Great catch Ol School.

Do you know if it's any good for catfish at the dam this time of the year? 
I know in the spring we catch crappie and catfish near the dam.


----------



## yak07 (Jul 24, 2007)

Very nice. Can't wait until spring to hit Luce Bayou and hammer some crappie.


----------



## Ol School (Oct 14, 2008)

The San Jac. river runs from Lake Livingston, through North Houston/Kingwood area, crosses under Hwy 59, hits Lake Houston and hits the upper Galveston Bay at Baytown.
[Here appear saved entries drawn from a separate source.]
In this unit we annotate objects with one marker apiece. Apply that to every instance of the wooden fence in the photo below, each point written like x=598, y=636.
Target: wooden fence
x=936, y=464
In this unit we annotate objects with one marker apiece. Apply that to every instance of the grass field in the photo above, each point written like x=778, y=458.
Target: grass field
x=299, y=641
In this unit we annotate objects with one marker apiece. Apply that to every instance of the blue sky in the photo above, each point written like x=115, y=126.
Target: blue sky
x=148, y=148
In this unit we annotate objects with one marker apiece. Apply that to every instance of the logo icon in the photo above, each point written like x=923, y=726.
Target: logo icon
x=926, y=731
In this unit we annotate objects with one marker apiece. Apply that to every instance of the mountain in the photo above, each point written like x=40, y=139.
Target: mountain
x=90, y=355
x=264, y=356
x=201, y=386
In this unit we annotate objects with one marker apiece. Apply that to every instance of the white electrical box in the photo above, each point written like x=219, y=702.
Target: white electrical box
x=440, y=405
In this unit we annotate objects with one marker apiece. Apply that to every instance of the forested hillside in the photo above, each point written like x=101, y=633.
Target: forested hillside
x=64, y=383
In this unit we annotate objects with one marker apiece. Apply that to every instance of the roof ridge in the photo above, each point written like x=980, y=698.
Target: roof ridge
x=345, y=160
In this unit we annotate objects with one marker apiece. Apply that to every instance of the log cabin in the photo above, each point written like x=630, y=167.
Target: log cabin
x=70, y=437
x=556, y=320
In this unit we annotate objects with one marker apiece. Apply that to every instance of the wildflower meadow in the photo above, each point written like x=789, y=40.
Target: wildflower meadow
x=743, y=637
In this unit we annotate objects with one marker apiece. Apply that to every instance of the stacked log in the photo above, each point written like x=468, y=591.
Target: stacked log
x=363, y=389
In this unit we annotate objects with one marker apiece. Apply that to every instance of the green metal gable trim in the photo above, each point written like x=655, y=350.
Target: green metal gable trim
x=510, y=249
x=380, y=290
I do not know about the catfish at the dam however a friend of mine just started to catch the white bass in the creeks off of Livingston.


----------



## ducksandfish (Jul 11, 2005)

i remember these winter days well on the upper san jac and luce bayou.we used to nail the white bass and crappie in the plum grove, huffman area.


----------



## surfwalker (Jul 14, 2006)

the whites are up in the creeks already, trying to spawn, go up cypress creek from san jac river thats where youll find them right now. the females are all the way to 45 in cypress and spring creek.
I live in the woodlands been catchig them there for a cpl of weeks now


----------



## Ox Eye (Dec 17, 2007)

Don't mean to be uppity, Ol School, but you might recheck your map.


----------



## lurepopper (Apr 25, 2007)

*not livingston*

thats the trinity river


----------



## 100% Texan (Jan 30, 2005)

Man you guys that chase them white bass you should get whitebassfisherman to chime in there was many a year I watched him bring photo's to work of all his catch's I bet he is catching them somewhere.Come on Donald tell were they are hiding lol


----------